If you haven’t read the rules, you may wonder why there are dice. They are only used to determine the strength of an investigator raid. All raids are 1, 2, or 3 dice in strength. You roll the dice, add them together, and that’s the raid*.

So this is a random element, BUT it is also an equalizer, because the raid strength is the same for every single player in the game! Even if I am the person who triggered the raid (which only happens on the cult board), then I get attacked by that same raid, so I need to be ready for it. Sometimes this means I don’t dare unlock a particular Elder Sign, because I couldn’t stand up to the raid it produces. Of course, some other player may make the calculation that the raid would hurt me worse than it does him, and launch the raid before I get to it! That’s life when you’re trying to become the Evil High Priest!

*Although, the advanced way to play the game is to only ever roll 1 die anyway. It’s 1d6 for a 1 gun raid. 1d6 + 6 for a 2 gun raid, and 1d6 + 12 for a 3 gun raid! Look at the alternate rule at the end of the rulebook. It’s the ONLY WAY to play, if you’re a REAL cultist 😉


Okay, now we’re getting into the meaty stretch goals. Once we hit $60,000 in funding, the Black Goat cult board will be included in the CORE GAME as an alternative cult to play with (rather than Cthulhu)!

Just before we launched the Kickstarter, we also released a Black Goat playthrough video, so check it out if you’re interested (it’s on the main KS page, or you can click here). I like it better than the Great Cthulhu video, because I totally won the Black Goat game (but went down to humiliating defeat in Great Cthulhu).

This stretch goal is for EVERYONE who pledges. You don’t need to be on the Dunwich level to gain this board.

How does Black Goat work?

Notable obvious differences from Great Cthulhu are, first, that there is no cult Shoggoth, no Deep One track, and there are two separate Start sites.

Another big difference is that all of the Investigator Raid sites (except two) also give the player who activates them a free monster. Unfortunately, you don’t get the monster till after the raid is resolved, so it can’t be used to protect you! On the other hand, you’re somewhat protected against the next raid!

In general, the Black Goat board gives you lots of cultists (2 cultists for just 5 treasure) and monsters (a monster for just 1 magic), but also, later on, gives you wants to trade in those cultists and monsters for prizes. For example, you can turn in a cultist for heaps of resources, or, late in the game, turn in a monster for two (2) spellbooks! That’s 10 victory points.

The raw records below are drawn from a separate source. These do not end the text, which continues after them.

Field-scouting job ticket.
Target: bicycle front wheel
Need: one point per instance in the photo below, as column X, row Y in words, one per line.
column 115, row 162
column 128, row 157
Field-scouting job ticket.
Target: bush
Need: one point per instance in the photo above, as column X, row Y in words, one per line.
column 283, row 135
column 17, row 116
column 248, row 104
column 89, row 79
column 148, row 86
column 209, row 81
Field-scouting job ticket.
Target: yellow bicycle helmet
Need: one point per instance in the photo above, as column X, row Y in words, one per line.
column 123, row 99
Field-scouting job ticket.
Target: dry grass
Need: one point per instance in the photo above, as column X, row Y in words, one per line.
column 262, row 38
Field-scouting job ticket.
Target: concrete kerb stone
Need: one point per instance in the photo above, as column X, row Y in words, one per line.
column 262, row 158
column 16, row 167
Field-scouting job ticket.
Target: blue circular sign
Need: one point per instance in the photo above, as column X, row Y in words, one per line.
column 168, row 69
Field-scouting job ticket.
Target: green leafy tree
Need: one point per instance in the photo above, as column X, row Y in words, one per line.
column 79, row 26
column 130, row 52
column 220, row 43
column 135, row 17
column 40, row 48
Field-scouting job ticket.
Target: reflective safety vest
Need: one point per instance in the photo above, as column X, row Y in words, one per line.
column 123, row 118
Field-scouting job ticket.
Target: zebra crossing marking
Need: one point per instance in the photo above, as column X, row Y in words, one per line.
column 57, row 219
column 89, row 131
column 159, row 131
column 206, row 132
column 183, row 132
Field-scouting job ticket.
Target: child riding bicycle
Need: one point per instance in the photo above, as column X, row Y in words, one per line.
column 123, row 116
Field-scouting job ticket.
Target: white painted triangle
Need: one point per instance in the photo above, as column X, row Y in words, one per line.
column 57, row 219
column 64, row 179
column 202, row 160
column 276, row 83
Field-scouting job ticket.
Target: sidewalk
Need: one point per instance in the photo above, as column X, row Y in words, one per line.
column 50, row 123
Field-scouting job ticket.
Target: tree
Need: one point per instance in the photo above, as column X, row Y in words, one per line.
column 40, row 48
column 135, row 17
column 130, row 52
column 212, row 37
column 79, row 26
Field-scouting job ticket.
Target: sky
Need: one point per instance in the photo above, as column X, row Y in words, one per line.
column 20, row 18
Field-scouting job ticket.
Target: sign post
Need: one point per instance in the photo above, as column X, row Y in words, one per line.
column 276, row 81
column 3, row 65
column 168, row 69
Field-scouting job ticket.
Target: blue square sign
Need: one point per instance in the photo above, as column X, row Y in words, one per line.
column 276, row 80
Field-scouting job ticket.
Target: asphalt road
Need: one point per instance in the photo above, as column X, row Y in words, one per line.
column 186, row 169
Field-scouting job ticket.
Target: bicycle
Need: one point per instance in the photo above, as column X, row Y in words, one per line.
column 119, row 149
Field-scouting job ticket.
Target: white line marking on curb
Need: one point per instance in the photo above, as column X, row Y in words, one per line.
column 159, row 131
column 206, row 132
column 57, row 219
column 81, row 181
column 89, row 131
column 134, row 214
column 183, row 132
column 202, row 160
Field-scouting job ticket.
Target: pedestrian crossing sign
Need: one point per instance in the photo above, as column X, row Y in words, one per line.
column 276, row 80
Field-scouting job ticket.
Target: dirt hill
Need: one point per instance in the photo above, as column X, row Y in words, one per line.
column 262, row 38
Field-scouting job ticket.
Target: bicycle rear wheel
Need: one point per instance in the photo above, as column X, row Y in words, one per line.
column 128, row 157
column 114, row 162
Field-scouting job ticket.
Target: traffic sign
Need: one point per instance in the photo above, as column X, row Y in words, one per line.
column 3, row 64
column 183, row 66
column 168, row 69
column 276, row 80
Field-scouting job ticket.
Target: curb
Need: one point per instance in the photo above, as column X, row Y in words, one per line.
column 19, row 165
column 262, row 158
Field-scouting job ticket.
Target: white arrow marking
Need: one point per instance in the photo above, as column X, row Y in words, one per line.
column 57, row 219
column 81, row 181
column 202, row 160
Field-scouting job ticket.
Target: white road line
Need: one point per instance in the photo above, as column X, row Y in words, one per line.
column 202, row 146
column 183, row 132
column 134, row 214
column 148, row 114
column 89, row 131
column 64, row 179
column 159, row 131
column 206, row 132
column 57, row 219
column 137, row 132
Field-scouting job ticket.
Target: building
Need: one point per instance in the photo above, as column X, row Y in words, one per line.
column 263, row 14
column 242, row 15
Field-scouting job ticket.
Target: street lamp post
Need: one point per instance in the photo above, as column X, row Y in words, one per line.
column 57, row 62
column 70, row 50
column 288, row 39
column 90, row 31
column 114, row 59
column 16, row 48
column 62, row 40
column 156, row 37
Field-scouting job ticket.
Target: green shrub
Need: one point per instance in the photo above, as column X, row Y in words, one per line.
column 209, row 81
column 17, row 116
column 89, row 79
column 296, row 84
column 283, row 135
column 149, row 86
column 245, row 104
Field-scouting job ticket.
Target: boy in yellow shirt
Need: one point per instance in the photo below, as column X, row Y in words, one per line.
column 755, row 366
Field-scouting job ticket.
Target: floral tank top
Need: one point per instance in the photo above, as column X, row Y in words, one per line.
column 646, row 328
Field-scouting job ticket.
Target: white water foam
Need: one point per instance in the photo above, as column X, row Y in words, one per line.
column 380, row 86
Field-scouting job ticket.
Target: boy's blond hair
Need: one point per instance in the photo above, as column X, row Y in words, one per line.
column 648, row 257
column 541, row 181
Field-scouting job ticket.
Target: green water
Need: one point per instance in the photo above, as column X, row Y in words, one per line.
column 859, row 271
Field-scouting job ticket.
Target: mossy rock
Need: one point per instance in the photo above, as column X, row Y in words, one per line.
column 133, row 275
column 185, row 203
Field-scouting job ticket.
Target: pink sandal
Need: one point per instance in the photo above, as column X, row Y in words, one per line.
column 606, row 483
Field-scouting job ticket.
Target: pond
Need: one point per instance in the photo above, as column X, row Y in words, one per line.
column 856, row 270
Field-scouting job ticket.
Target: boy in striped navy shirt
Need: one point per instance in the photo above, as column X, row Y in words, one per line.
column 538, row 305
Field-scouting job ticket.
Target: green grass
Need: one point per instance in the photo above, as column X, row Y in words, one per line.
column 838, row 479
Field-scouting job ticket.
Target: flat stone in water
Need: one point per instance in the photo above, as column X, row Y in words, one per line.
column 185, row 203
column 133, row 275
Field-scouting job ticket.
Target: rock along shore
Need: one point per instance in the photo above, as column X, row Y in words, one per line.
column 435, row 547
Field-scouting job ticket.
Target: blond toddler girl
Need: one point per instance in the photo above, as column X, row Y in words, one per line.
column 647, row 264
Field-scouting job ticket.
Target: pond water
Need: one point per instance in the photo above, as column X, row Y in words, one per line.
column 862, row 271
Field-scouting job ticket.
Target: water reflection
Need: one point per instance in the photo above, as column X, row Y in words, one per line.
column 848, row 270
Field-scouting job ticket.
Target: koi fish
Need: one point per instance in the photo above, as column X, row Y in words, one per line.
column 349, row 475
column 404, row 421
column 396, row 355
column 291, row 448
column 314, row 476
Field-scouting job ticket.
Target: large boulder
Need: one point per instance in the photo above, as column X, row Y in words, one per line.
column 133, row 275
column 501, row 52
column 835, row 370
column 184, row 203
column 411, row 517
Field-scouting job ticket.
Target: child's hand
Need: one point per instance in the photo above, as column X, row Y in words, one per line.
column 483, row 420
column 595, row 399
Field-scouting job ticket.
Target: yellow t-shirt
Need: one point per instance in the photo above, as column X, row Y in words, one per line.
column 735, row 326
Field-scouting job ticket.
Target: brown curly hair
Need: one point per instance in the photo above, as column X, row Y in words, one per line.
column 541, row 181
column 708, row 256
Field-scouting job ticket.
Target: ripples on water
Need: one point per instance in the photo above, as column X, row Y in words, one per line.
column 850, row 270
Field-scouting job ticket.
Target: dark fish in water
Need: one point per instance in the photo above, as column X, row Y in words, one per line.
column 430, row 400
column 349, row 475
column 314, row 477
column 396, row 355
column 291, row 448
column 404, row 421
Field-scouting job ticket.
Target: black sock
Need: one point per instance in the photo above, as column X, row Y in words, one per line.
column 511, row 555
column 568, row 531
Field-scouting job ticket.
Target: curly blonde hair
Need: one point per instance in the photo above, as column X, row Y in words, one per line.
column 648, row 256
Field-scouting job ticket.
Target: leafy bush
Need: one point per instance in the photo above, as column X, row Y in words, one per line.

One of the Black Goat board considerations is that two of the reusable sites are only available late in the game, and can probably be used only once or twice. One of these is the aforementioned “trade a monster for 2 spellbooks”, which can really skyrocket you to victory, and the other is the infamous Cult Skulk. In our playthrough, we didn’t get to it (in fact, it was the last elder sign we unlocked, thus ending the game), but I have seen it used plenty of times. Here’s what it’s for – it lets you skulk another location on the Black Goat board, and this board’s sites are SO useful, that it is highly worth activating. You could use it to double-up on playing the “trade a magic for a monster” site, thus protecting you against the last attack. Or if you have enough monsters, you can double up on the “trade a monster for 2 spellbooks”. Since cultists aren’t really useful in the last turn or two, you can also just use the “trade a cultist for resources”, since this actually gives you the equivalent of 4 victory points for a cultist, plus 3 cash, which sometimes is enough to give you the most cash, worth another 5 victory points! The only real limitation is that the Cult Skulk is unlocked so late in the game, you usually won’t need it for the “pay 5 cash for 2 cultists” site. But that site is terrific in the early game!

I really like Black Goat. I hope you do too.